I'm trying to convert a UTF-8 string
to a ISO-8859-1 char*
for use in legacy code. The only way I'm seeing to do this is with iconv
.
I would definitely prefer a completely string
-based C++ solution then just call .c_str()
on the resulting string.
How do I do this? Code example if possible, please. I'm fine using iconv
if it is the only solution you know.
I'm going to modify my code from another answer to implement the suggestion from Alf.

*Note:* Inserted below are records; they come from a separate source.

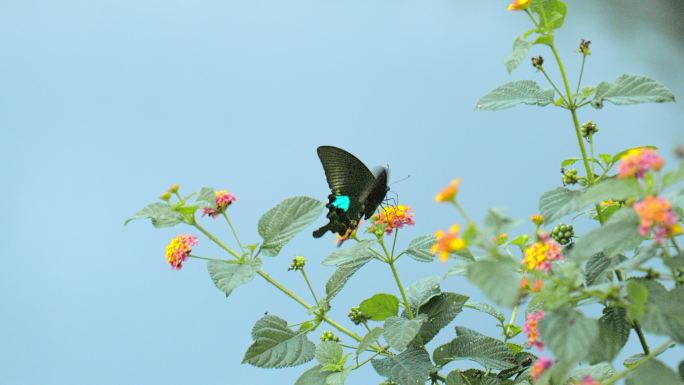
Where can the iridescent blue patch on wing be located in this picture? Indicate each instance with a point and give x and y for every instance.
(341, 202)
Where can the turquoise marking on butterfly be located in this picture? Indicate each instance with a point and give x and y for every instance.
(356, 192)
(341, 202)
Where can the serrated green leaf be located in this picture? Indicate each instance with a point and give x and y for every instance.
(422, 291)
(359, 253)
(619, 234)
(281, 223)
(411, 367)
(652, 372)
(399, 332)
(277, 346)
(470, 345)
(557, 203)
(419, 248)
(329, 352)
(440, 311)
(313, 376)
(614, 329)
(568, 333)
(498, 280)
(228, 275)
(369, 339)
(519, 53)
(514, 93)
(487, 309)
(160, 214)
(380, 307)
(631, 89)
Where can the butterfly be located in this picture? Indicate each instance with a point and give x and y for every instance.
(355, 191)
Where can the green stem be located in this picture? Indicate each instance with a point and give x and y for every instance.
(306, 278)
(217, 241)
(401, 289)
(462, 211)
(232, 229)
(618, 376)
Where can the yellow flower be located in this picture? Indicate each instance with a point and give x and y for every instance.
(519, 5)
(447, 243)
(449, 192)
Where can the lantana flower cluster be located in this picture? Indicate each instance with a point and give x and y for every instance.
(393, 217)
(638, 161)
(178, 250)
(223, 200)
(542, 254)
(656, 215)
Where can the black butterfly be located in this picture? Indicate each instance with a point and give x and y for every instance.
(356, 191)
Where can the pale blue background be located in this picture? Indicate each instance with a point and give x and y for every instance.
(103, 104)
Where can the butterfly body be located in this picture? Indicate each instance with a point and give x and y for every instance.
(355, 191)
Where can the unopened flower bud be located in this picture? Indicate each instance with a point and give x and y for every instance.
(537, 62)
(584, 47)
(298, 263)
(589, 129)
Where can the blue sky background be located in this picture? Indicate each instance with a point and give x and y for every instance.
(103, 104)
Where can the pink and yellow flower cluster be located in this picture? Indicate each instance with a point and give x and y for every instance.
(223, 200)
(638, 161)
(178, 250)
(656, 215)
(447, 243)
(531, 328)
(394, 217)
(542, 254)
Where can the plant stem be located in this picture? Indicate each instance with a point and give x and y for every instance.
(401, 289)
(618, 376)
(217, 241)
(306, 278)
(232, 229)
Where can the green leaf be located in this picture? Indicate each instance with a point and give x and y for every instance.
(551, 13)
(614, 329)
(380, 307)
(399, 332)
(514, 93)
(487, 309)
(228, 275)
(369, 339)
(440, 311)
(419, 248)
(343, 273)
(411, 367)
(519, 53)
(664, 311)
(557, 203)
(599, 268)
(160, 214)
(277, 346)
(470, 345)
(619, 234)
(313, 376)
(329, 352)
(281, 223)
(568, 333)
(652, 372)
(631, 89)
(498, 280)
(422, 291)
(359, 253)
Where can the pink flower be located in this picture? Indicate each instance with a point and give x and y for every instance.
(178, 250)
(223, 200)
(531, 328)
(637, 161)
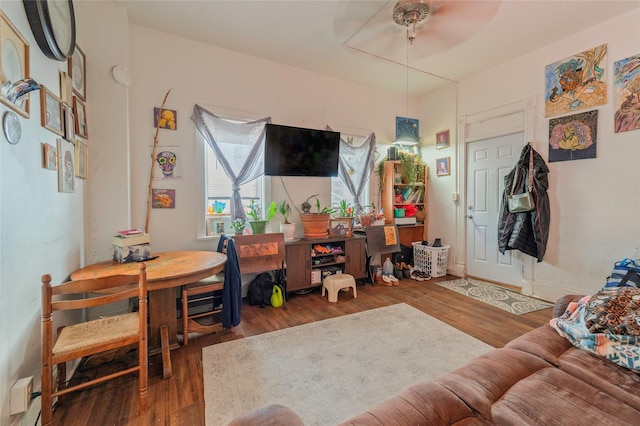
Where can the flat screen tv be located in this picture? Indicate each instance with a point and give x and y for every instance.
(295, 151)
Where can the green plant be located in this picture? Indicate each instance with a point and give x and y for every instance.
(284, 211)
(238, 224)
(345, 209)
(306, 206)
(409, 163)
(271, 211)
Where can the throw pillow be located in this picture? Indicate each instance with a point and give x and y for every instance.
(614, 311)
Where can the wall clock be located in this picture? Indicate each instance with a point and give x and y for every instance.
(11, 127)
(53, 24)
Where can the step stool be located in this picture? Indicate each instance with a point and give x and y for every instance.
(334, 283)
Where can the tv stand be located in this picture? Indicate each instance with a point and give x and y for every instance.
(309, 259)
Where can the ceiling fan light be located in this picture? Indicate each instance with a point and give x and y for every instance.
(407, 12)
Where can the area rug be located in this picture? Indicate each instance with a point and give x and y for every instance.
(510, 301)
(330, 370)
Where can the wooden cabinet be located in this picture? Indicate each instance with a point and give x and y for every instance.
(398, 193)
(307, 259)
(356, 263)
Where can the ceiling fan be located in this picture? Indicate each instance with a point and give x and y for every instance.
(432, 26)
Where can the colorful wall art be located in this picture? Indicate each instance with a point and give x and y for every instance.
(573, 137)
(626, 85)
(576, 83)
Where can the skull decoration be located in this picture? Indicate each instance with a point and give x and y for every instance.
(167, 162)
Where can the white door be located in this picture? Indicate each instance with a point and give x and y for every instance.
(488, 162)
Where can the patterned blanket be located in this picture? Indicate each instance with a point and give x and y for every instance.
(624, 350)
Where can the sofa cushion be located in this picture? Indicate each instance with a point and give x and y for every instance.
(425, 403)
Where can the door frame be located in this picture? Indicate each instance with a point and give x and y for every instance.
(507, 119)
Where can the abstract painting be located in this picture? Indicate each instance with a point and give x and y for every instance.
(66, 166)
(573, 137)
(626, 85)
(407, 129)
(576, 83)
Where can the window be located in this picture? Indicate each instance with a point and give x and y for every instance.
(218, 195)
(339, 190)
(217, 191)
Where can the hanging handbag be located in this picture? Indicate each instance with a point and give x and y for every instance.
(519, 203)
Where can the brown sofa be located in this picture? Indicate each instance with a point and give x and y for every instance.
(538, 378)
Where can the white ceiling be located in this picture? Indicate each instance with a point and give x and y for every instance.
(357, 40)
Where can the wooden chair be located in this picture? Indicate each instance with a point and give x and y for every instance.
(255, 253)
(88, 338)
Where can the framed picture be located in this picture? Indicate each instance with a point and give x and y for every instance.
(167, 119)
(14, 64)
(164, 199)
(66, 88)
(69, 123)
(66, 166)
(51, 111)
(442, 166)
(340, 227)
(80, 112)
(82, 164)
(77, 69)
(49, 156)
(442, 139)
(407, 129)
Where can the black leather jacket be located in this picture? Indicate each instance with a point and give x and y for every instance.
(529, 231)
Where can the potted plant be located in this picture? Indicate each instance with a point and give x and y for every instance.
(286, 227)
(315, 224)
(408, 166)
(257, 223)
(238, 226)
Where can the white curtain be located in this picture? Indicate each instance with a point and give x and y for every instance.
(355, 166)
(239, 147)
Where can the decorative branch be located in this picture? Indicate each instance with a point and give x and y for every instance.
(153, 159)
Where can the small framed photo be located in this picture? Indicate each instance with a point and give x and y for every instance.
(340, 227)
(77, 69)
(66, 166)
(49, 156)
(164, 199)
(442, 166)
(442, 139)
(80, 112)
(51, 111)
(14, 66)
(66, 88)
(81, 159)
(167, 119)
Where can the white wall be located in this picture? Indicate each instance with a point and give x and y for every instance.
(595, 202)
(229, 83)
(41, 229)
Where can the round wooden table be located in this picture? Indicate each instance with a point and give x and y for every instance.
(164, 273)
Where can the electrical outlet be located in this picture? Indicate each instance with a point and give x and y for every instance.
(21, 395)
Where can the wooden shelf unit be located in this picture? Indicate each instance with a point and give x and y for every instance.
(407, 233)
(301, 262)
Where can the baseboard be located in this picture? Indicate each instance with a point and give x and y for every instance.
(29, 417)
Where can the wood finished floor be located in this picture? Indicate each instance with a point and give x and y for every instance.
(179, 400)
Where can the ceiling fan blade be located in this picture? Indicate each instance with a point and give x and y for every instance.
(451, 23)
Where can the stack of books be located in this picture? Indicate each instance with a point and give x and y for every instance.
(405, 220)
(131, 245)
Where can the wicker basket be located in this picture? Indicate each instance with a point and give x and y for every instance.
(432, 260)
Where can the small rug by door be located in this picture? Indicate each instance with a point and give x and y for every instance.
(330, 370)
(508, 300)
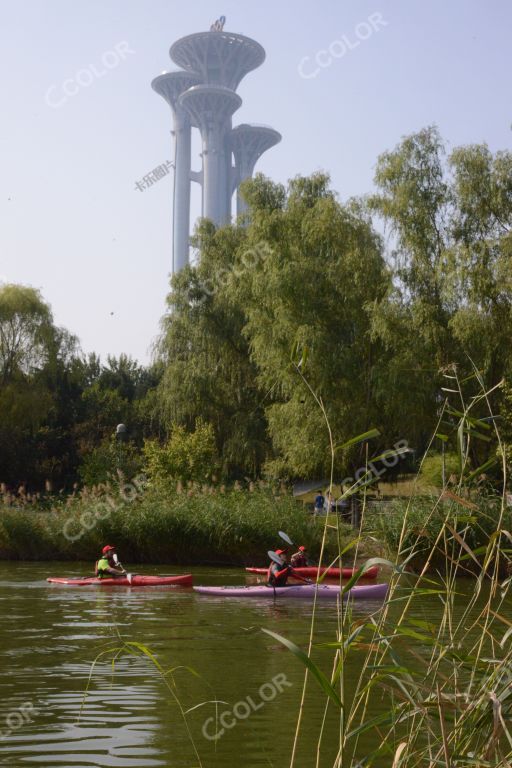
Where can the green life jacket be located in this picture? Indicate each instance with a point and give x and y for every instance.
(101, 568)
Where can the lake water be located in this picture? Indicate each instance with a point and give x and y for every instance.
(51, 634)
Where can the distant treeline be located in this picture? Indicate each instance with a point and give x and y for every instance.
(301, 302)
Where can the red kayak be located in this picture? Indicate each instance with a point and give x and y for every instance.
(312, 572)
(136, 581)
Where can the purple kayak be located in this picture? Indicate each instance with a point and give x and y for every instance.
(325, 591)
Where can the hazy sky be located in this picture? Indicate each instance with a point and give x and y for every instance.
(72, 222)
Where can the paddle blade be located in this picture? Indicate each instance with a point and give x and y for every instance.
(286, 538)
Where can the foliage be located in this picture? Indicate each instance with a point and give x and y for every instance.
(196, 524)
(185, 456)
(432, 469)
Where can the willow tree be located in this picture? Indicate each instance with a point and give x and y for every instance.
(315, 288)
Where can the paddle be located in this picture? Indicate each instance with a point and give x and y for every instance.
(286, 538)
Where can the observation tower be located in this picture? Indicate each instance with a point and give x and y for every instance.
(202, 95)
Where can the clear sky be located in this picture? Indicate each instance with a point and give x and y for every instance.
(72, 222)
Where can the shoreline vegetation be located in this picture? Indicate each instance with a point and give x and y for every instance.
(233, 526)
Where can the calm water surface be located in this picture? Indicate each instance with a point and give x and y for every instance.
(50, 635)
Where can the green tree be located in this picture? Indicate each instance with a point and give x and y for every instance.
(185, 456)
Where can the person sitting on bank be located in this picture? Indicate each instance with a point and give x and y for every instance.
(107, 566)
(277, 575)
(299, 559)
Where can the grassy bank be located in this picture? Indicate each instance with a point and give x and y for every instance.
(198, 525)
(415, 526)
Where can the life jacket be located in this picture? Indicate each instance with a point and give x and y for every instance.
(277, 575)
(298, 560)
(101, 568)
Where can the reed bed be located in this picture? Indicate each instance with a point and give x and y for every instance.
(182, 525)
(428, 693)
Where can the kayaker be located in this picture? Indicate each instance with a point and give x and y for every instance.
(107, 567)
(277, 575)
(299, 559)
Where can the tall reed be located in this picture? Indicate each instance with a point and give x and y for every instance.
(427, 694)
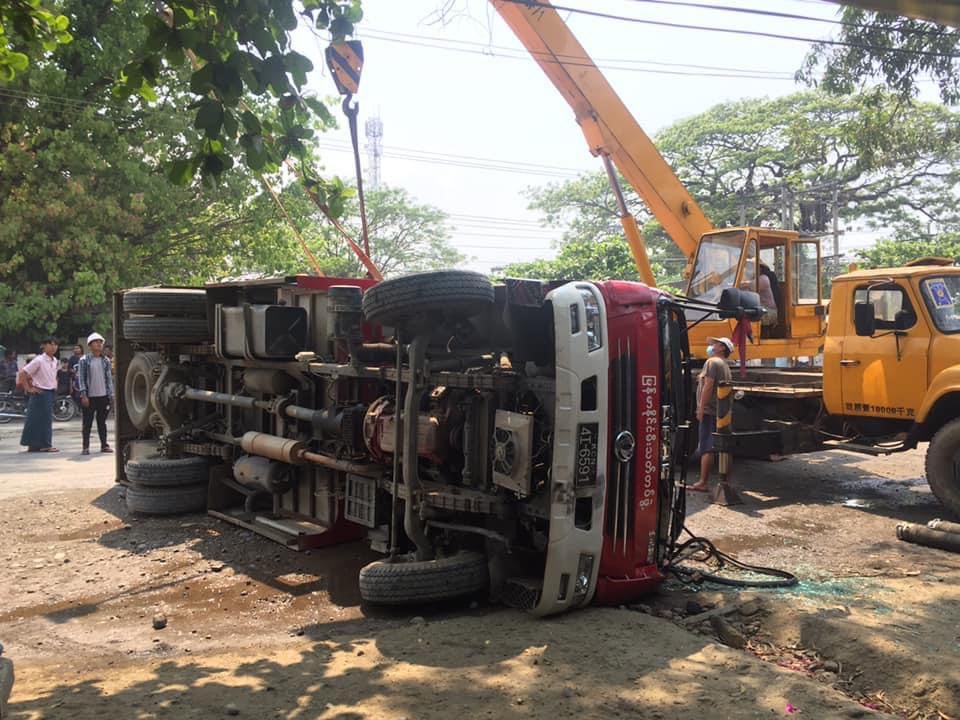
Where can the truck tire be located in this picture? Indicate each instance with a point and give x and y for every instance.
(156, 471)
(166, 302)
(138, 386)
(146, 500)
(423, 581)
(447, 292)
(943, 466)
(166, 329)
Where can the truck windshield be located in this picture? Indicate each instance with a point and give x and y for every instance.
(941, 295)
(716, 265)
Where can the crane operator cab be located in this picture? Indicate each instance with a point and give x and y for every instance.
(778, 265)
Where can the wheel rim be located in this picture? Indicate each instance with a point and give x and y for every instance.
(139, 393)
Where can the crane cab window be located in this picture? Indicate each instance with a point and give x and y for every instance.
(891, 306)
(716, 265)
(806, 273)
(940, 294)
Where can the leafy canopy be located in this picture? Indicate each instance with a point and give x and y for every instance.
(239, 50)
(28, 29)
(898, 51)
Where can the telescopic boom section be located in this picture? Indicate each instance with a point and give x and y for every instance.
(611, 131)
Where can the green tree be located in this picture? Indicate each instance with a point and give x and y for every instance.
(28, 29)
(749, 162)
(896, 50)
(239, 51)
(85, 207)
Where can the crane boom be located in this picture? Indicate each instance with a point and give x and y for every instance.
(609, 127)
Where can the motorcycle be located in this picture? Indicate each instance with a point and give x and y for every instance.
(14, 405)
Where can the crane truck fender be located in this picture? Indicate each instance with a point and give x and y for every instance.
(947, 381)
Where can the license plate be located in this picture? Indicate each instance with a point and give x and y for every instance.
(586, 472)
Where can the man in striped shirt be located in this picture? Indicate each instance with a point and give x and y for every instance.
(95, 378)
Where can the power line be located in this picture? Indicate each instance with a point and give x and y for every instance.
(488, 165)
(443, 155)
(779, 15)
(573, 63)
(730, 31)
(603, 63)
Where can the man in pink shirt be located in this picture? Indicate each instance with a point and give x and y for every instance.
(39, 379)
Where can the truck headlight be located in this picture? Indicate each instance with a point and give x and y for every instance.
(584, 572)
(591, 306)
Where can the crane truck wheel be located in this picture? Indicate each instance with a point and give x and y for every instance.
(450, 293)
(156, 471)
(166, 301)
(138, 386)
(149, 500)
(943, 471)
(421, 581)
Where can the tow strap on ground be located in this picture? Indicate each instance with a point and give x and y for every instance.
(702, 551)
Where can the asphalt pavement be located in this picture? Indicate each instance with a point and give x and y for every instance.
(23, 473)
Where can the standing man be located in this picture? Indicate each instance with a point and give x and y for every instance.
(95, 378)
(8, 371)
(73, 362)
(39, 379)
(715, 370)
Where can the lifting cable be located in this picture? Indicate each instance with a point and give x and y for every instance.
(700, 550)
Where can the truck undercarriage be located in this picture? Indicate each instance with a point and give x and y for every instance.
(538, 465)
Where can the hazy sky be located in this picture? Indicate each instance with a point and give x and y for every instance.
(470, 121)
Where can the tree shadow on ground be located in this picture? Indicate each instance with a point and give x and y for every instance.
(596, 663)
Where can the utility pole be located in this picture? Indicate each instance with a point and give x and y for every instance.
(786, 209)
(373, 129)
(836, 226)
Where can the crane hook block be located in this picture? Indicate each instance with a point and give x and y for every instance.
(345, 60)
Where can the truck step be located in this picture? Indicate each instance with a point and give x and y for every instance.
(521, 593)
(876, 450)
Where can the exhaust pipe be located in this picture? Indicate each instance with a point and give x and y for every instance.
(921, 535)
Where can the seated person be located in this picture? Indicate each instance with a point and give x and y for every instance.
(764, 288)
(768, 296)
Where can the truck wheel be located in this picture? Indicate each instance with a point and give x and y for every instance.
(423, 581)
(166, 329)
(165, 301)
(943, 466)
(147, 500)
(156, 471)
(64, 408)
(447, 292)
(137, 387)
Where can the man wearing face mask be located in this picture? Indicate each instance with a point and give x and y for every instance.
(715, 370)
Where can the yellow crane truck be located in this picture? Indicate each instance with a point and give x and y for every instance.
(890, 342)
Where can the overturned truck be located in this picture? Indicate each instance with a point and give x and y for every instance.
(520, 439)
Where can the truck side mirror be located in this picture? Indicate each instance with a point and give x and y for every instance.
(864, 319)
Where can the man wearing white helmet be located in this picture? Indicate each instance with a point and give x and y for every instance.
(95, 379)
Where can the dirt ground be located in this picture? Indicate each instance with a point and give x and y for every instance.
(255, 630)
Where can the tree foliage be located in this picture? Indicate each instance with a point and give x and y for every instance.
(27, 29)
(85, 207)
(756, 161)
(893, 49)
(246, 82)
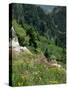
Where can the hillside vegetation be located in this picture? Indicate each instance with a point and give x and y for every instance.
(45, 36)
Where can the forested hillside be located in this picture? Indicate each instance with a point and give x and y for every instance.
(44, 34)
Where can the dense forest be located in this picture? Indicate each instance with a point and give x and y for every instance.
(44, 34)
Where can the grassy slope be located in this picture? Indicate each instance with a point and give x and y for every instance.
(30, 69)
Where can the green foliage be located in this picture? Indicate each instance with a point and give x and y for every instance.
(41, 33)
(27, 71)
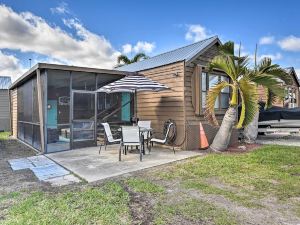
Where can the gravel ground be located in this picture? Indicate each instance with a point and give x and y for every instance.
(11, 181)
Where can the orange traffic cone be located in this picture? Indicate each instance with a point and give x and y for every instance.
(203, 139)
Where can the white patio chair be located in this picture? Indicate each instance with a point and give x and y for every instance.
(164, 140)
(145, 124)
(108, 136)
(130, 137)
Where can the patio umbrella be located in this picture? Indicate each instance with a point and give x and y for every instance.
(133, 84)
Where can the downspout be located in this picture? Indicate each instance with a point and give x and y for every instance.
(40, 108)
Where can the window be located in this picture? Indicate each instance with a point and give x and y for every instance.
(208, 81)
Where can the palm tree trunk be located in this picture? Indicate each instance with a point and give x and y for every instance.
(251, 131)
(222, 138)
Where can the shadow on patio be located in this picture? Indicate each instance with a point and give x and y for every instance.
(90, 166)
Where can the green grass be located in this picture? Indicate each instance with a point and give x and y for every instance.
(4, 135)
(270, 170)
(193, 210)
(106, 205)
(144, 186)
(11, 195)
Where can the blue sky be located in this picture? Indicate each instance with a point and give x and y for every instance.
(94, 33)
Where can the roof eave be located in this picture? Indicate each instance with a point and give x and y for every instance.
(32, 70)
(191, 59)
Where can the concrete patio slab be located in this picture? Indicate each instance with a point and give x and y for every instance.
(90, 166)
(279, 139)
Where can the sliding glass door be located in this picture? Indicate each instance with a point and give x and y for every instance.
(83, 119)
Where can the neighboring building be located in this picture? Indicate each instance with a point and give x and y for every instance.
(55, 107)
(4, 103)
(185, 71)
(292, 97)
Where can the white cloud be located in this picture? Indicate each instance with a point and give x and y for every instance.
(267, 40)
(26, 32)
(127, 48)
(290, 43)
(62, 8)
(10, 66)
(276, 56)
(143, 46)
(140, 46)
(196, 32)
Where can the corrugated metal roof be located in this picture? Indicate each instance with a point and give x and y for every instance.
(5, 82)
(184, 53)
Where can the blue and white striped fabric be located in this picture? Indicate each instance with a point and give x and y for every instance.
(133, 83)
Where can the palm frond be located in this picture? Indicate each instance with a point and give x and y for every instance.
(249, 100)
(226, 64)
(124, 59)
(211, 97)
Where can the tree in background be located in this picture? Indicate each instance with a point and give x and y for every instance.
(243, 84)
(124, 60)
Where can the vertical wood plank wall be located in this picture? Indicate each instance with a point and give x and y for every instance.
(14, 112)
(192, 119)
(161, 106)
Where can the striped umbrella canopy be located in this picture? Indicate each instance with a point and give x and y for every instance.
(133, 84)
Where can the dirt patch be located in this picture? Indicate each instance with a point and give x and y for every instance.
(243, 147)
(12, 181)
(141, 206)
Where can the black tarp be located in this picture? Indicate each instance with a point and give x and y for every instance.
(278, 113)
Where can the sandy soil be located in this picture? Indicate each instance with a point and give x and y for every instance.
(11, 181)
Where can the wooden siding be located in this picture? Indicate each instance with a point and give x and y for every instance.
(14, 112)
(161, 106)
(191, 115)
(4, 110)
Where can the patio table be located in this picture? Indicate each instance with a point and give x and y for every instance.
(142, 131)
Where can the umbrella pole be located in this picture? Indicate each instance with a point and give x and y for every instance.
(135, 105)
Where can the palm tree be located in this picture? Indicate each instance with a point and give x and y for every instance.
(244, 84)
(124, 60)
(272, 93)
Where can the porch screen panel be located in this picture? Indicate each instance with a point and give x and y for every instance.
(28, 122)
(83, 81)
(83, 116)
(58, 110)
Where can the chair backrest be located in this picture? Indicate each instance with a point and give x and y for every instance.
(144, 123)
(108, 132)
(168, 131)
(131, 134)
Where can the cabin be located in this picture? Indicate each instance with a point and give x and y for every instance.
(5, 81)
(185, 72)
(56, 107)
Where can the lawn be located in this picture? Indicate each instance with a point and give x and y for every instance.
(259, 187)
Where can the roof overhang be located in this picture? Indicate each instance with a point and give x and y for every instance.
(32, 71)
(216, 41)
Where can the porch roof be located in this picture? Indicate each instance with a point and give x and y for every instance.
(187, 53)
(31, 72)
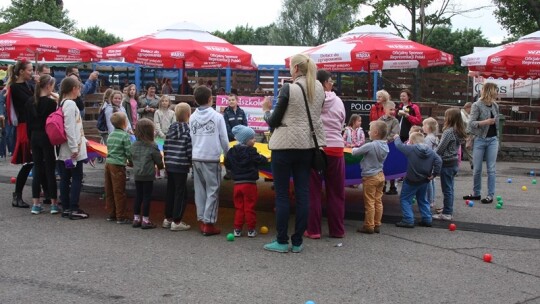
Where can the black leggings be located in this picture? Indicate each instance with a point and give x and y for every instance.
(143, 196)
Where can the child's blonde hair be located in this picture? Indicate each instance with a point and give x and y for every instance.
(182, 111)
(381, 128)
(119, 120)
(415, 129)
(145, 130)
(384, 94)
(416, 138)
(163, 98)
(353, 119)
(431, 124)
(389, 105)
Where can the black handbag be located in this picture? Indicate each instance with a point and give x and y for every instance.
(318, 162)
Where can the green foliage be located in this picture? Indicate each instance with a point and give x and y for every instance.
(97, 36)
(246, 35)
(518, 17)
(311, 22)
(424, 15)
(458, 43)
(23, 11)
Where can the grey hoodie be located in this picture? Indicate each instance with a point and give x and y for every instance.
(374, 153)
(422, 162)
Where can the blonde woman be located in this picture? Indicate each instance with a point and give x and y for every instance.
(484, 125)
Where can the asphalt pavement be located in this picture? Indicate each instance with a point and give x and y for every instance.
(45, 258)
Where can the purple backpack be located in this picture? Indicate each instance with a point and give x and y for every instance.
(54, 127)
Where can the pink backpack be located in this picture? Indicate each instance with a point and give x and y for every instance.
(54, 127)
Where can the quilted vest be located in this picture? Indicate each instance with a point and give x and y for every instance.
(294, 130)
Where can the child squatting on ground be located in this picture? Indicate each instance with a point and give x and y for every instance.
(118, 156)
(209, 139)
(243, 161)
(146, 156)
(423, 164)
(177, 152)
(374, 153)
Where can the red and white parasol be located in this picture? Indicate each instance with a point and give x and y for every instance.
(183, 45)
(40, 41)
(370, 47)
(519, 59)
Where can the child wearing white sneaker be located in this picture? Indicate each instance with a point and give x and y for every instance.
(453, 135)
(243, 160)
(177, 152)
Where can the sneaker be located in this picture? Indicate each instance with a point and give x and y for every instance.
(487, 200)
(297, 249)
(403, 224)
(424, 224)
(313, 236)
(472, 197)
(36, 209)
(55, 209)
(366, 230)
(180, 226)
(166, 224)
(277, 247)
(148, 225)
(392, 191)
(442, 217)
(78, 215)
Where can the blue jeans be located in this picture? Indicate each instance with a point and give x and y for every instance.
(430, 192)
(298, 164)
(408, 191)
(70, 185)
(447, 186)
(485, 148)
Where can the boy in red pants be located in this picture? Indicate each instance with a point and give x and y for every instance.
(243, 161)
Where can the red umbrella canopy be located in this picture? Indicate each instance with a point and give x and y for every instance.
(183, 45)
(370, 47)
(519, 59)
(40, 41)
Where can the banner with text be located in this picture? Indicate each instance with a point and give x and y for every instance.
(252, 106)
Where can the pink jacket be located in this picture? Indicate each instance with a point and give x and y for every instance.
(333, 118)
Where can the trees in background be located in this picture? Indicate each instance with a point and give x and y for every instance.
(518, 17)
(97, 36)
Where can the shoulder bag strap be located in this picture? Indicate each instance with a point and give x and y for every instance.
(309, 117)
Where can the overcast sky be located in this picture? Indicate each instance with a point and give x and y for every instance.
(133, 18)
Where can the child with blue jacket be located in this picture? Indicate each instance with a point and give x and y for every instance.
(243, 160)
(423, 164)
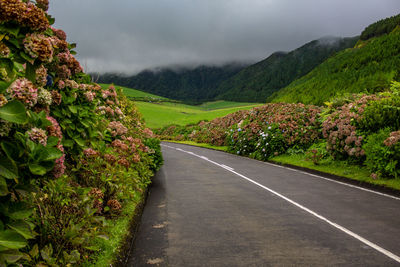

std::string UTF8toISO8859_1(const char * in)
{
std::string out;
if (in == NULL)
return out;
unsigned int codepoint;
while (*in != 0)
{
unsigned char ch = static_cast<unsigned char>(*in);
if (ch <= 0x7f)
codepoint = ch;
else if (ch <= 0xbf)
codepoint = (codepoint << 6) | (ch & 0x3f);
else if (ch <= 0xdf)
codepoint = ch & 0x1f;
else if (ch <= 0xef)
codepoint = ch & 0x0f;
else
codepoint = ch & 0x07;
++in;
if (((*in & 0xc0) != 0x80) && (codepoint <= 0x10ffff))
{
if (codepoint <= 255)
{
out.append(1, static_cast<char>(codepoint));
}
else
{
// do whatever you want for out-of-bounds characters
}
}
}
return out;
}
Invalid UTF-8 input results in dropped characters.